Avant que la déferlante du graffiti ne s’abatte sur le New York délabré des années 70, Darryl McCray alias Cornbread faisait déjà la une des journaux locaux à Philadelphie, 6 ans avant que le New York Times ne consacre un article au phénomène Taki183, en 1971.
En 2016, Mass Appeal s’est entretenu avec le parrain du graffiti, âgé de 64 ans, et toujours prêt à faire un tag.
Tout commence en 1965. Habitué des maisons de redressement pour mineurs, le jeune Darryl souffre d’une timidité maladive. Amoureux d’une fille de son âge, Cynthia Custuss, il lui déclare son amour en peignant inlassablement Cornbread Loves Cynthia sur les murs de son école et de son quartier.
En centre de redressement, il fait la rencontre de nombreux membres de gangs qui marquent leurs territoires pour prévenir et dissuader les étrangers de pénétrer dans leur zone.
La légende veut que Darryl Mc Cray ait choisi son tag en raison de son goût prononcé pour le pain de maïs (cornbread/pain de maïs). Alors que la plupart des gamins de son âge souhaite devenir musicien ou sportif de haut niveau, Cornbread choisit une voie complètement différente pour se faire connaître.
En créant une alternative à la nécessité d’appartenir à un gang et de le représenter, Cornbread initie un mouvement et fait rapidement des émules (Tity, Dr Cool#1, Cool Earl, Top Cat…) prêts à entrer dans la compétition.

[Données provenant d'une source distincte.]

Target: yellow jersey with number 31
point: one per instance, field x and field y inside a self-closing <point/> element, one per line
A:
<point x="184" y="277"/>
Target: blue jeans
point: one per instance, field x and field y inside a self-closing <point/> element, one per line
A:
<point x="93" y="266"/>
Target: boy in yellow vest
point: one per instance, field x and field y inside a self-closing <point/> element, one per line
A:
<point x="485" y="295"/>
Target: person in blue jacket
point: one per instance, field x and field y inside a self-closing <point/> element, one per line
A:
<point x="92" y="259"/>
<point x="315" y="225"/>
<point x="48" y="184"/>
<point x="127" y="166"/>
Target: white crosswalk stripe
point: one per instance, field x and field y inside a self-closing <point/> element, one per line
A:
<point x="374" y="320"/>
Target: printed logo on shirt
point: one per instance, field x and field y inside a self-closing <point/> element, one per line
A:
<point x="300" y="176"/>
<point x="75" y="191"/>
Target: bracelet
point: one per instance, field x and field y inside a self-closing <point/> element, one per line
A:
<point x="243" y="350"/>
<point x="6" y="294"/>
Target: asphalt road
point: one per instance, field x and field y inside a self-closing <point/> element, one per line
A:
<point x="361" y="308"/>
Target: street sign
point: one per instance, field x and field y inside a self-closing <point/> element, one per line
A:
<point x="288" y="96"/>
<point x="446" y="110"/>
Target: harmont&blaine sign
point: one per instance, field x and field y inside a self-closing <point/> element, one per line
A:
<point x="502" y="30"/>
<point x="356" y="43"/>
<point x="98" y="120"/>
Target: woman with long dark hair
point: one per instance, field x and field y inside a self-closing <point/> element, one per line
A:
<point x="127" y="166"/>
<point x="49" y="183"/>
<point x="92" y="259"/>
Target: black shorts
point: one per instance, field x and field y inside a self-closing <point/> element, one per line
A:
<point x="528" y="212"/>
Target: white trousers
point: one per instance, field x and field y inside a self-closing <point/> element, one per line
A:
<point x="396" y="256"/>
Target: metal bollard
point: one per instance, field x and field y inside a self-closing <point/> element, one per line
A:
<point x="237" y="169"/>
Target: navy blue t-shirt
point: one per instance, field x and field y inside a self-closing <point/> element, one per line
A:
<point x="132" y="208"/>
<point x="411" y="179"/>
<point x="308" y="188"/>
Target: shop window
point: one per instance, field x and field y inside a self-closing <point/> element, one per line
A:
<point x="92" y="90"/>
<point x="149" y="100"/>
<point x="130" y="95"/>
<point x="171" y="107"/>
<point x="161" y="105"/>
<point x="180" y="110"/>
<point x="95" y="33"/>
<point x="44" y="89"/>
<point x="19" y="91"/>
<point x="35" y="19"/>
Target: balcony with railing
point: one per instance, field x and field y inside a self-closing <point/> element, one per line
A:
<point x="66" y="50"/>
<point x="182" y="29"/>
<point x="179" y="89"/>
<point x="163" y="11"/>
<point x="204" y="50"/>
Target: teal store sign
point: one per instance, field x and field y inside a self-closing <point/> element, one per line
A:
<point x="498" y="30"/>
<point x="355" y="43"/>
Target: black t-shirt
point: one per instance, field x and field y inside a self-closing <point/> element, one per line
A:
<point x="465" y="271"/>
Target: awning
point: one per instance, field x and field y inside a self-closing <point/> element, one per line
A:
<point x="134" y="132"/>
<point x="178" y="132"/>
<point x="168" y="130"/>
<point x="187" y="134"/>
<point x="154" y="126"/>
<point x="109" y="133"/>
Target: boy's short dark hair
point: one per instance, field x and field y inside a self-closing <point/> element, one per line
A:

En 1971, un article du Philadelphia Tribune le déclare mort. Pour prouver qu’il était bel et bien en vie et s’assurer une sacrée publicité, Darryl McCray pénètre dans l’enceinte du zoo de Philadelphie. Après trois nuits de repérage, il s’introduit dans un enclos pour peindre Cornbread Lives (Cornbread est en vie) sur les deux flancs d’un éléphant.
Motivé par cette action, il profite de la venue des Jackson 5 à Philly pour peindre une des ailes de leur jet, alors que Michael, Jackie, Tito, Marlon & Jermaine signent des autographes sur la piste d’atterrissage. L’avion se rend ensuite à Los Angeles ou le tag de Cornbread fait grand bruit.
En 1980, les rues de Philadelphie sont défoncées de tags se chevauchant, s’entremêlant, une situation que le maire ne supporte plus, au point de déclarer la guerre au graffiti en 1984. Entretemps, Cornbread sombre dans l’héroïne, comme de nombreux writers de la première heure, et se fait rattraper par son mode de vie qui le conduit régulièrement derrière les barreaux.
Père de dix enfants, Cornbread réussit à se débarrasser de son addiction pour devenir un activiste social, chargé de la prévention sur les dangers de la drogue. Désormais rangé des voitures, il défend ardemment la pratique légale du graffiti et tague parfois quand il y est invité.